# Contents
* [Intro](#Intro)
* [Imports and config](#Imports-and-config)
* [Load data](#Load-data)
* [Add features](#Add-features)
* [Results](#Results)

## Intro

Earlier, I undersampled the medium set to 800+ samples to evaluate the performance of Random Interval Spectral Ensemble (RISE) from `sktime` and MiniROCKET from `tsai`. Despite sampling <1% of the dataset, both of these took longer to train than I expected. If I recall correctly, RISE took between 2 and 2.5 hours; MiniROCKET was much faster, but still not what I would have expected for a bunch of short audio clips. Moreover, the accuracy scores were only a couple of points higher than a dummy classifier.

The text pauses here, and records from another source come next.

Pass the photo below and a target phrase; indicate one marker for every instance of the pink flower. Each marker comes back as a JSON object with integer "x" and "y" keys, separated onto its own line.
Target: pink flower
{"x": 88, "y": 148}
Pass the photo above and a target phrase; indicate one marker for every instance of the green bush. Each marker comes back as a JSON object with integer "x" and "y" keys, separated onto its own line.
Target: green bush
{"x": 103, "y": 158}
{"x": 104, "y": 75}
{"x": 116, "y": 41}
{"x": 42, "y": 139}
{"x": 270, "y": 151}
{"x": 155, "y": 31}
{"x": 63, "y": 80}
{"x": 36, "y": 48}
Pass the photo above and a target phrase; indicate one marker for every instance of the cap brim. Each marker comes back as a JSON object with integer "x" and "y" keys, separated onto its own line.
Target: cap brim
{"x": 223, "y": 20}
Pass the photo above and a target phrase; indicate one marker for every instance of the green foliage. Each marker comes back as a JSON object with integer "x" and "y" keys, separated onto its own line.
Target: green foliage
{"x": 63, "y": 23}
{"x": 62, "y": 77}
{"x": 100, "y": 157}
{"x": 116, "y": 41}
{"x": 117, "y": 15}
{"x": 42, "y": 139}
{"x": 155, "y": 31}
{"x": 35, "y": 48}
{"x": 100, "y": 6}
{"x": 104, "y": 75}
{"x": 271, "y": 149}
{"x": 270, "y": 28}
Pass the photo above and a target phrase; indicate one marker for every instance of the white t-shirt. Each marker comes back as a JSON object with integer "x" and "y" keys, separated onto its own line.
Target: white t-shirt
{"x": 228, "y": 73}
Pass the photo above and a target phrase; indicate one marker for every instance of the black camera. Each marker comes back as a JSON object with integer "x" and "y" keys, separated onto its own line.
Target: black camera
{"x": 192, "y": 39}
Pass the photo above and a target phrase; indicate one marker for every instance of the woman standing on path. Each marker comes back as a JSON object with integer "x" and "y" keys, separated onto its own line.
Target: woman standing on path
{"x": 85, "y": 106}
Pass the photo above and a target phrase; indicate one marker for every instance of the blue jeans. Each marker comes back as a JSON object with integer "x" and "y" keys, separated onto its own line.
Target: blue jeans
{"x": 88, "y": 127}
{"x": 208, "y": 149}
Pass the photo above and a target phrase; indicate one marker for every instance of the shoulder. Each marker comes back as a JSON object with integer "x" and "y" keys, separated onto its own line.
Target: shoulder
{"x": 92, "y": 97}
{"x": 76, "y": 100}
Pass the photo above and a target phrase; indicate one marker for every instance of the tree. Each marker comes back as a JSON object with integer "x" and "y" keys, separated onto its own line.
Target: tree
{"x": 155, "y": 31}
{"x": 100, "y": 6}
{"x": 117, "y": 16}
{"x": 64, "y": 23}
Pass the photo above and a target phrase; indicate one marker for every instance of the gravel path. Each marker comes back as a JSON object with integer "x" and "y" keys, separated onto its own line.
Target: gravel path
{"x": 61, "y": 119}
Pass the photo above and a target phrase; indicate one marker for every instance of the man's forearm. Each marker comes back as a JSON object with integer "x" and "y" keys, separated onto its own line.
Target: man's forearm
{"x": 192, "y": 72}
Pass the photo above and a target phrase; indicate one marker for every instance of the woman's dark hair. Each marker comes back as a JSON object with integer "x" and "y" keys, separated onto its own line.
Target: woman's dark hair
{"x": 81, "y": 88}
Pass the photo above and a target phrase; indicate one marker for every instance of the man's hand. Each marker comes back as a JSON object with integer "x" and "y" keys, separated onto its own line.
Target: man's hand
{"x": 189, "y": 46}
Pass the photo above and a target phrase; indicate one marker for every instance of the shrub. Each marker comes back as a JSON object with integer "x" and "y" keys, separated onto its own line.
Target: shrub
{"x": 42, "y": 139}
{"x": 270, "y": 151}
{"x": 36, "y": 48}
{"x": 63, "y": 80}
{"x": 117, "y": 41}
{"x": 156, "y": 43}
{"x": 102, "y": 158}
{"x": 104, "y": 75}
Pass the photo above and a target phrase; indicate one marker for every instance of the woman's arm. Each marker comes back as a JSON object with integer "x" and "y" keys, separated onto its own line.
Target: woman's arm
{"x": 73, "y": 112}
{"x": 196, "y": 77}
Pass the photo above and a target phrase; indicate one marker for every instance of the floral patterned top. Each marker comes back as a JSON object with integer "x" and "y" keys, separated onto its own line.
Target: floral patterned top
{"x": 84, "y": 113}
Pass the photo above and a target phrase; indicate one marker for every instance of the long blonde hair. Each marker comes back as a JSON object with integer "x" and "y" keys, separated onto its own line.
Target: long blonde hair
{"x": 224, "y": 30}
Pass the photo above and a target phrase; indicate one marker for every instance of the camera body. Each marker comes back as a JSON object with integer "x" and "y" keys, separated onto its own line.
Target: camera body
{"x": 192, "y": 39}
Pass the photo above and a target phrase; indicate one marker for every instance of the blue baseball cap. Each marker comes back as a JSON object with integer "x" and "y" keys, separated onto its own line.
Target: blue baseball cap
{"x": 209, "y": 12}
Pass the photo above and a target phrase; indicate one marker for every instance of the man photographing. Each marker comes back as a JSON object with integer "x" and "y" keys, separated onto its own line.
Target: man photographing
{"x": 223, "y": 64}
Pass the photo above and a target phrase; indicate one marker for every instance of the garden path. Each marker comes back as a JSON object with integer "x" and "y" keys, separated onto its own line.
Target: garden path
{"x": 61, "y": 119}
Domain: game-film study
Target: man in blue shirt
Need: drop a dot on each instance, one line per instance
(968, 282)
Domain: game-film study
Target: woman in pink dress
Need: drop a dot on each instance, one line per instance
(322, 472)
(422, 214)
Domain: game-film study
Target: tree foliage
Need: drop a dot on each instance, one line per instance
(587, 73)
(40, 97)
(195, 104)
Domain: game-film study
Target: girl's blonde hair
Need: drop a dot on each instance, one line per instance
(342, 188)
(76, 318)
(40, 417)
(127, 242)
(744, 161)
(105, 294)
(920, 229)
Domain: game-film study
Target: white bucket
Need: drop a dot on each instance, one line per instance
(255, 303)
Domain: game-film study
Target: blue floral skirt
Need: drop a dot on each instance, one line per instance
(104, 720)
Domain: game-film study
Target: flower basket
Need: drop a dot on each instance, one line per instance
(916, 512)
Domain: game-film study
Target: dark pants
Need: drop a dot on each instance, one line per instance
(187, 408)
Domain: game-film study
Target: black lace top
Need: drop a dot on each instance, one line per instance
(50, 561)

I also tried Time Series Support Vector Classifier and Learning Shapelets from `tslearn`, but I kept getting out-of-memory errors.

I didn't include the notebooks I used for these intial probes since it became clear I would need to adjust my exploration approach to iterate faster. I considered using my Paperspace credits for access to more compute, dimensionality reduction techniques, and PySpark.

Perhaps one of the reasons training is so slow is that the main feature is an array of some 80,000+ elements. I might be able to iterate faster if I trained on the MFCCs instead. Accordingly, I am extracting the MFCCs and the mel-and-decibel-scaled spectrograms before I try other models. (Some of the other techniques I'd like to try will use the spectrograms.)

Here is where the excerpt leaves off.